Over the years, leads on the sale of the Fontainebleau have evolved into the Aesop’s fable of “The Boy Who Cried Wolf.” Review-Journal real estate reporter Eli Segall and I have heard so many reports of a sale being “imminent” that we’re afraid that when it actually happens we will write it off as just another unfounded rumor.

But one of these days, it will be true, and the building perennially selected as the Las Vegas structure most worthy of implosion will belong to someone or some company that can do something with it.
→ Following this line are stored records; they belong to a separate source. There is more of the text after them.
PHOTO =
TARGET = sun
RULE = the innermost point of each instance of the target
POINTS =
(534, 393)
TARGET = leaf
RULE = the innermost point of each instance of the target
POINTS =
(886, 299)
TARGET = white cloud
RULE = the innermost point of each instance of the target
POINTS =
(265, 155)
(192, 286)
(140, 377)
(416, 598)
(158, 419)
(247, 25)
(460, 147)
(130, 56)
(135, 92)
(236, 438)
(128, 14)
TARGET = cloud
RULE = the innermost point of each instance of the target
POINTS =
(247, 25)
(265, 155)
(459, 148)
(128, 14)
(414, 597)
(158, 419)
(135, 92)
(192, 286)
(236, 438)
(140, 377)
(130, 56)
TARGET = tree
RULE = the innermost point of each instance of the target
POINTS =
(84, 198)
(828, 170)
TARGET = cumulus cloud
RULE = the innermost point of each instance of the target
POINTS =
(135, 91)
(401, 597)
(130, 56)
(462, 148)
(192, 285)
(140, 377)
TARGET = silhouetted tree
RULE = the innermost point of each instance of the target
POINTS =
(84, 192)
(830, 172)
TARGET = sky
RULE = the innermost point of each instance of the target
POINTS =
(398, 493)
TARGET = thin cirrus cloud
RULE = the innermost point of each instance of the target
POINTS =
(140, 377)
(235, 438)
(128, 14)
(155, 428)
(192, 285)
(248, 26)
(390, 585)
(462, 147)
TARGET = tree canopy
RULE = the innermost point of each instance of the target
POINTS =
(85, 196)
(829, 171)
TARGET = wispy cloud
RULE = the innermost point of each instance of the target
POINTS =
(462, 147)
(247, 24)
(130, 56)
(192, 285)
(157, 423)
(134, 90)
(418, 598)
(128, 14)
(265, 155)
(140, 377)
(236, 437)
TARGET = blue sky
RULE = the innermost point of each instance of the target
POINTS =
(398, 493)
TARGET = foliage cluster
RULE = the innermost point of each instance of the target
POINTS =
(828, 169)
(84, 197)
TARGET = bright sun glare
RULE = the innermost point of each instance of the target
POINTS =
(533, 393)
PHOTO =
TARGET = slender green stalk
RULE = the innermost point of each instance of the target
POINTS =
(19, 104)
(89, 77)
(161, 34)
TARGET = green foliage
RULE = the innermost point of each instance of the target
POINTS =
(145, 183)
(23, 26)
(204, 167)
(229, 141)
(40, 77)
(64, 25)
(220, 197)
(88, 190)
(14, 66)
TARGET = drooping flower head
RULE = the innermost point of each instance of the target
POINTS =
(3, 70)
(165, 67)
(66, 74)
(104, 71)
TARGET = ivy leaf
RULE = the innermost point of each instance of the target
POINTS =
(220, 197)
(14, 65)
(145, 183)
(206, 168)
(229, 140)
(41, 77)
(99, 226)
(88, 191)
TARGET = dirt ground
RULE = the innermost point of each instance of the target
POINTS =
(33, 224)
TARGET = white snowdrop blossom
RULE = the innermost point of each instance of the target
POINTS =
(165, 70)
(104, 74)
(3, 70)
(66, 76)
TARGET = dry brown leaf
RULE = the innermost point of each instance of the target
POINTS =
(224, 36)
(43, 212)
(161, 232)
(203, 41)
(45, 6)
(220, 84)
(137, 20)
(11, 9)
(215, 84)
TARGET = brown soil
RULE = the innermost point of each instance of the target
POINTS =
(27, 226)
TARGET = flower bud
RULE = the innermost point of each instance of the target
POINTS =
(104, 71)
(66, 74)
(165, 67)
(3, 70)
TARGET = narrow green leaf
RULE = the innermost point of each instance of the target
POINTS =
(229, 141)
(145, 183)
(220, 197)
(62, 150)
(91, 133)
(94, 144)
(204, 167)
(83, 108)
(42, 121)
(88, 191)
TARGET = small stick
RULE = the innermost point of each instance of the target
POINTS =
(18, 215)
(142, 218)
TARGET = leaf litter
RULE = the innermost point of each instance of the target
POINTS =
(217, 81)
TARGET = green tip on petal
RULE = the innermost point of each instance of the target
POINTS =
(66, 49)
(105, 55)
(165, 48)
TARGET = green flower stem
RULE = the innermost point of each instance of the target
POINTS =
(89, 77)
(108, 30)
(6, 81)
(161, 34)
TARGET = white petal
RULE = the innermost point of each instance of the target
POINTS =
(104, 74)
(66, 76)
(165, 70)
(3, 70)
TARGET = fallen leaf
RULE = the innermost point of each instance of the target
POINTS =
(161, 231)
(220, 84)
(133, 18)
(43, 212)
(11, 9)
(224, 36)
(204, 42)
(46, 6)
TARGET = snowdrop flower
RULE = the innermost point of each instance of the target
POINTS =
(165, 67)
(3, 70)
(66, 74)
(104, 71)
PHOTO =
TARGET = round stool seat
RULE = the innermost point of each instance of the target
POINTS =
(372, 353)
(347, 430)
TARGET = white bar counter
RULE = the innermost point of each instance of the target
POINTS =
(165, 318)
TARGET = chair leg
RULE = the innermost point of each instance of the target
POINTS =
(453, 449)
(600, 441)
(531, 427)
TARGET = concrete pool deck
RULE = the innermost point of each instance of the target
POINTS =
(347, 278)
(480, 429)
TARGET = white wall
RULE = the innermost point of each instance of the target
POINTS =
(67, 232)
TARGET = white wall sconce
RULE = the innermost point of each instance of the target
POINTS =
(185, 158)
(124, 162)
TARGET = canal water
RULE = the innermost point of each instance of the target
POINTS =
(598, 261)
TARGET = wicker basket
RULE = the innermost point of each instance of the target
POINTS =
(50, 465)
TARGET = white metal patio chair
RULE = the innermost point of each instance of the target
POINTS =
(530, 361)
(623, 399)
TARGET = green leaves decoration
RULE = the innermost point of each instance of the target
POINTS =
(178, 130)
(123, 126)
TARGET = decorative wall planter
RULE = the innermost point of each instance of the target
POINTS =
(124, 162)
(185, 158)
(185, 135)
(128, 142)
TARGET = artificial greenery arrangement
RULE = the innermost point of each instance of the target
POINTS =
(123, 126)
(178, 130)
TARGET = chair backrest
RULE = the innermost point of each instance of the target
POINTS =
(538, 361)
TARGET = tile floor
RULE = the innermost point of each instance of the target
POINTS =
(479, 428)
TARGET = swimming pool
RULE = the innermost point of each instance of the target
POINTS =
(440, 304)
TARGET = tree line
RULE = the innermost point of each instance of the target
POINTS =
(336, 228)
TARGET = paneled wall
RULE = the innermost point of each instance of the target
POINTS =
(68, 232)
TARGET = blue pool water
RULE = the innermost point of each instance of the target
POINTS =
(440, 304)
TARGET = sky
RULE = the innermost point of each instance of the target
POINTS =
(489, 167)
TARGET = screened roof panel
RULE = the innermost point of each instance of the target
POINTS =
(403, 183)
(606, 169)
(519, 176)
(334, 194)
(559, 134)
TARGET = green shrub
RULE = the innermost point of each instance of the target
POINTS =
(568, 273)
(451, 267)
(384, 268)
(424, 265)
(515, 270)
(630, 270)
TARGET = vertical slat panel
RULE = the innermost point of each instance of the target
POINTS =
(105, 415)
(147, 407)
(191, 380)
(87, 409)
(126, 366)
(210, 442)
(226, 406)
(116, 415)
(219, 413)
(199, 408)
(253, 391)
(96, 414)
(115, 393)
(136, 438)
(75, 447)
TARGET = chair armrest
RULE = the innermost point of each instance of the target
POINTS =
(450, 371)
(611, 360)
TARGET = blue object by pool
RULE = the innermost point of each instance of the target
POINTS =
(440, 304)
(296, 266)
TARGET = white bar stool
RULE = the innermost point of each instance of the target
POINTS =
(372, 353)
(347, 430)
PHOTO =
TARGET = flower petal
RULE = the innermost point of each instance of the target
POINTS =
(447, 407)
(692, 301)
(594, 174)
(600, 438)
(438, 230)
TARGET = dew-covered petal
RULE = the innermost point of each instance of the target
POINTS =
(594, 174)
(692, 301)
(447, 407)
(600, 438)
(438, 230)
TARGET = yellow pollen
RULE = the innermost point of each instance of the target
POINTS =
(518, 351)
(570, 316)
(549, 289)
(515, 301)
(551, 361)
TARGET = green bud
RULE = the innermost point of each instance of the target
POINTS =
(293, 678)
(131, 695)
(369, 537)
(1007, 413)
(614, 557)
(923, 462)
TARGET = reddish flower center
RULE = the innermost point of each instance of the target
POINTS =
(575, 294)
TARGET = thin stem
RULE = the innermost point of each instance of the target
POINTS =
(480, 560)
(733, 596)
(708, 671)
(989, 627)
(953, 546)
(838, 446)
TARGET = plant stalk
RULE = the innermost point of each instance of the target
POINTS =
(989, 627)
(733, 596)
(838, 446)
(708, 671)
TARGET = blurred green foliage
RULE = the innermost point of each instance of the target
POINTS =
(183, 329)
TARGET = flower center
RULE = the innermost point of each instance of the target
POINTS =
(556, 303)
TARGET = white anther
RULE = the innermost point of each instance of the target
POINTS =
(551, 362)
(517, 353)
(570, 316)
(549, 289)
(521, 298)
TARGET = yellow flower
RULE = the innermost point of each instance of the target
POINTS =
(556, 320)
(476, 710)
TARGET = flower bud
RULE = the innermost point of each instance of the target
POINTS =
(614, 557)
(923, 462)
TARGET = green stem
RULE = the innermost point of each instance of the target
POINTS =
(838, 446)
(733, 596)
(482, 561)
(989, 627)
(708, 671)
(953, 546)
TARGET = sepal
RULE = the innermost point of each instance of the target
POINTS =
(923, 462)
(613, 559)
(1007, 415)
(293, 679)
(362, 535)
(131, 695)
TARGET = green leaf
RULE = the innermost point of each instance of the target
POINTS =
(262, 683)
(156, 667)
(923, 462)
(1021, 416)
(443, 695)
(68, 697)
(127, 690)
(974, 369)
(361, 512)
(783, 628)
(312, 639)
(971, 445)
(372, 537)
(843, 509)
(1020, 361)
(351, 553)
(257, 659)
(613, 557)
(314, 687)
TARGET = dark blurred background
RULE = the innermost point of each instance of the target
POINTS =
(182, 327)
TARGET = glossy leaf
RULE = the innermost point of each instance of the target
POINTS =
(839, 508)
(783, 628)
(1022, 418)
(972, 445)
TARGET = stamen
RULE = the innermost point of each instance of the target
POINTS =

But what should be done with it? What do you do with a structure that is more landfill than landmark? What should happen to a structure that will always be associated with the Great Recession and a reminder that a city that puts all its eggs in one casino industry basket will get only a nice quiche out of the deal when the basket breaks?

Maybe ask the peers of potential customers, the next generation of players, which is what UNLV’s International Gaming Institute and Core Academy did with its Young Executive Scholars hospitality and tourism program this summer.

One of the program’s final projects was to ask students to work as teams to design the next iteration of the Fontainebleau with a $10,000 scholarship on the line for the best contribution. Gaming institute director Bo Bernhard was stunned by how good they were.

“They all hit it out of the park,” Bernhard said. “Think about it. These were the poorest kids from the poorest neighborhoods in Las Vegas who had no means of going to college before this program. Now, some of them will be first ones in their families to go.”

The proposals were so good that sponsors want to protect the students’ intellectual property by not sharing every detail of what they propose for the building.

But some of the themes that emerged include heaping helpings of e-gaming, artificial intelligence, robotics, holograms and modern arcades. One team suggested embracing Nevada’s leap into recreational marijuana instead of pushing back — a concept the state Gaming Control Board wouldn’t allow today but could if the nation’s attitude toward it ever changed.

So for the buyer of the Fontainebleau, whoever and wherever you are, get ahold of these students.

One of them could be your CEO someday.